FNOA: Antioxidants (2011-2012)
Citation:
Study Design:
Class:
- Click here for explanation of classification scheme.
Quality Rating:
Research Purpose:
To investigate plasma concentrations of the natural tocopherols and the tocopherol oxidation markers α-tocopherylquinone (αTQ) and 5-nitro-gamma-tocopherol (5NGT) in relation to cognitive function in the elderly.
Inclusion Criteria:
Persons over age 65 years residing in the Italian municipality of Conselice.
Exclusion Criteria:
Subjects affected by major sensory-motor deficits or any psychiatric condition other than dementia deemed to hamper a reliable cognitive assessment, and for whom it could not be ascertained whether there had actually been a decline from a previous higher level of functioning, were diagnosed as cognitively unclassifiable and excluded from the present analysis.

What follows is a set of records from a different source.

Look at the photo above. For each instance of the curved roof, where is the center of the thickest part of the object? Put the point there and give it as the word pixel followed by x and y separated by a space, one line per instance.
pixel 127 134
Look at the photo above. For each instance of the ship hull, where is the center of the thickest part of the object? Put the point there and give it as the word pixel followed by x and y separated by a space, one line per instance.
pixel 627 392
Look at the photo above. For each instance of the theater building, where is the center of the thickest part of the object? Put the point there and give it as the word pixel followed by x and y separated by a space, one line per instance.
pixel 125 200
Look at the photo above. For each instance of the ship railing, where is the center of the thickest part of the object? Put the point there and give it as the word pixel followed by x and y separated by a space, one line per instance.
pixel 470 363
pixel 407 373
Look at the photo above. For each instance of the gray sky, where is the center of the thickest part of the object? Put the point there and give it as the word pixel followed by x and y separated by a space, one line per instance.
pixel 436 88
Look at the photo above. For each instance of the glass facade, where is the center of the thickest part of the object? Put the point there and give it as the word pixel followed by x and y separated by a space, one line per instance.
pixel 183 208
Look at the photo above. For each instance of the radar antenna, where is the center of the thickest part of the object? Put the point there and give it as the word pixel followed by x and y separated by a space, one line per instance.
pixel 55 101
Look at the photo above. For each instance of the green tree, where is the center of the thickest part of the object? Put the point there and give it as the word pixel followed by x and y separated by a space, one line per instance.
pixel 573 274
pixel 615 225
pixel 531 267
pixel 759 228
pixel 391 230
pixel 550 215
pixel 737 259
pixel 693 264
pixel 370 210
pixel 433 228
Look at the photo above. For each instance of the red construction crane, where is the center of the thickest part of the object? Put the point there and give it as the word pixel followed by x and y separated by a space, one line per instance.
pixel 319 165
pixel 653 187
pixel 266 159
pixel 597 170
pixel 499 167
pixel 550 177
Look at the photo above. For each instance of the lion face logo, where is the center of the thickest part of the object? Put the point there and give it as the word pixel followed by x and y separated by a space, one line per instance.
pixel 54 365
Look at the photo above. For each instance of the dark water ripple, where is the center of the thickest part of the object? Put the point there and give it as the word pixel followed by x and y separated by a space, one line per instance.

Description of Study Protocol:
Recruitment
- The data are from the Conselice Study of Brain Ageing (CSBA), a population-based study of elderly Italian persons that aimed to investigate epidemiology and risk factors for cognitive impairment
- In 1999 and 2000, 1,016 (75%) of the 1,353 persons over age 65 years residing in the Italian municipality of Conselice participated in the study, with follow-up assessment in 2003 and 2004
- Recruitment methods not described.
Design
Prospective cohort study
Blinding used
Not applicable
Intervention
Not applicable
Statistical Analysis
- Variables are presented as means ± standard deviations for continuous variables or as number and percentage for categorical variables
- Differences among participants stratified by baseline cognitive status and those among cognitively normal subjects stratified into three groups according to their MMSE score were evaluated by analysis of variance or the chi-square test
- Correlations between selected continuous variables were studied by using Pearson correlation coefficient
- Logistic regression was using to estimate odds ratios and 95% confidence intervals for cognitive status at baseline across tertiles of plasma tocopherols and their derivatives
- Cox proportional hazards regression was used to estimate hazard ratios and 95% confidence intervals for incident dementia across plasma concentrations of tocopherols and their derivatives
- P value for linear trend was calculated for both logistic and Cox models to verify whether there was a linear dose-related association between risk of mild cognitive impairment or dementia and tertiles of vitamin E metabolites
- Statistical significance of individual odds ratios and hazard ratios across tertiles was used to detect nonlinear patterns of association.
Data Collection Summary:
Timing of Measurements
- Baseline plasma tocopherols and their oxidation markers were measured in subjects assessed in 1999-2000 for mild cognitive impairment (MCI) and dementia
- In 2003-2004, information about cognitive status was collected for 615 of the 666 subjects without baseline cognitive impairment.
Dependent Variables
- Risk of cognitive impairment identified through cognitive screening and extensive clinical assessment
- Standardized personal interview for collection of data on sociodemographic characteristics, lifestyle, and medical history
- Functional status assessed through basic and instrumental activities of daily living
- Evaluation of depressive symptoms through the Geriatric Depression Scale
- Italian version of the Mini-Mental State Examination
- Standardized medical and neurologic examination
- Routine biochemical blood and urine analysis along with genotyping for APOE ε4 allele
- Mental Deterioration Battery.
Independent Variables
Plasma tocopherols and oxidation markers were analyzed as plasma absolute values divided by serum total cholesterol (since lipids affect their blood availability) after an overnight fast and assessed through standard laboratory methods.
Control Variables
- Age
- Sex
- Education
- APOE genotype
- Smoking habit
- Sedentariness
- BMI
- Mediterranean diet score
- History of cardiovascular disease (i.e. myocardial infarction, angina, peripheral vascular disease and congestive heart failure) and stroke.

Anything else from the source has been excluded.